NEW YORK — The nation’s largest mass transit system is drastically reducing service levels as its ridership numbers plummet due to the coronavirus and worker shortages cause service delays.
More than 800 trains were delayed due to crew shortages on Monday alone, according to Sarah Feinberg, interim president of the MTA’s New York City Transit division, which runs the city’s buses and subways.
Fifty-two of the MTA’s 70,000 workers have tested positive for Covid-19. The authority was unable to say how many others are in quarantine, how many are merely calling in sick and how many are sick but have yet to get tested.
“Obviously, it’s greater than 52,” said MTA Chairman and CEO Pat Foye during a news conference Tuesday.
“It’s a struggle but we’re providing the service that New York needs right now,” said Tony Utano, president of the Transport Workers Union Local 100, the MTA’s biggest union. “Some of our members have tested positive, some have called in sick and some were quarantined by the MTA as a precaution because they may have come in contact with someone who has the virus.”

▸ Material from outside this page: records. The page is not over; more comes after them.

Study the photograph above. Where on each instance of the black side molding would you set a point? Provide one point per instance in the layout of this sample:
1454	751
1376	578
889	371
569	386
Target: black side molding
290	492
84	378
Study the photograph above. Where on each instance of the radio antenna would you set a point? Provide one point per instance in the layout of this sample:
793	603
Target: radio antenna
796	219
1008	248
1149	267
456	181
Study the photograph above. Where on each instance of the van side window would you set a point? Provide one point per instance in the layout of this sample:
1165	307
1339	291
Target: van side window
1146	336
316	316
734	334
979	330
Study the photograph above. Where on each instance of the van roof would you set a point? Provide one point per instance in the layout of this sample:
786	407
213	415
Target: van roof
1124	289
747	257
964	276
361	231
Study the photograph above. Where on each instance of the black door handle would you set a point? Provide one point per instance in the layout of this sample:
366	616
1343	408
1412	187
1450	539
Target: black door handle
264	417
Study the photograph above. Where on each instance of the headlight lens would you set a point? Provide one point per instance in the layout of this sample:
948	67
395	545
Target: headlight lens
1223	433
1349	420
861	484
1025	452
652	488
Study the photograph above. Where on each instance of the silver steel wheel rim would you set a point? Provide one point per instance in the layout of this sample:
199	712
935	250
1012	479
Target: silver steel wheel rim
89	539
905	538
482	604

Starting March 25, New York City’s subways will run at 75 percent of regular service. Some lines will not run Monday through Friday, including the B, W and Z lines. Some express lines will run local. Starting March 26, New York City’s bus system will run at 75 percent of its regular service levels. The MTA’s railroads will see service cuts, too.
“Our number one goal is preserving the service for the heroes on the front lines of the crisis, and that’s exactly what we’re doing,” said MTA Chief Operating Officer Mario Péloquin.
New York is following in the stead of other American cities, none of them as reliant on mass transit as New York. In recent days, Minneapolis’s Metro Transit has cut service 40 percent. The Bay Area Rapid Transit system is reducing its nighttime and weekend service. Washington’s Metro has cut service, too. It’s also closed two stations near the Tidal Basin in an effort to keep cherry blossom lovers from crowding the system.
Reducing service during a pandemic is a delicate balancing act. Cut service too much, and officials risk crowding riders into a subway car at a time when social distancing is key to stopping the spread of the pandemic. Run too much service, and officials risk alienating their staff. The service cuts are expected to have only a nominal impact on the MTA’s bottom line.
But a recent report did suggest the uptick in delays was leading to occasionally unhealthy levels of crowding, something the MTA dismissed out of hand.
Foye noted: “Ridership has sunk to never-before-seen lows,” with subway ridership alone down 87 percent.
“I think that we are providing a significant level of service for 13 percent of our customers,” Foye said.
Bus ridership is down by more than 70 percent. Railroad ridership is down 94 percent on Metro-North, which services New Rochelle, and more than 70 percent on the Long Island Rail Road.
Transit advocates greeted Tuesday’s news with mixed reactions.
Lisa Daglian, who runs the Permanent Citizens Advisory Committee to the MTA, said it was just a matter of time.
“With increasing worker shortages and decreasing ridership, we appreciate that the MTA will keep a good level of service to get front line workers where they need to go, while reducing crowding and maintaining social distancing for all,” she said.
Danny Pearlstein, the policy and communications director at the Riders Alliance, was less impressed.
“Many of the New Yorkers taking buses and subways right now are essential workers,” he said. “Majorities of all healthcare, childcare, and grocery workers depend on transit. Without them on the job, our crisis response will fail. The MTA should make every effort to maintain service. The federal government must deliver a multibillion dollar rescue for riders.”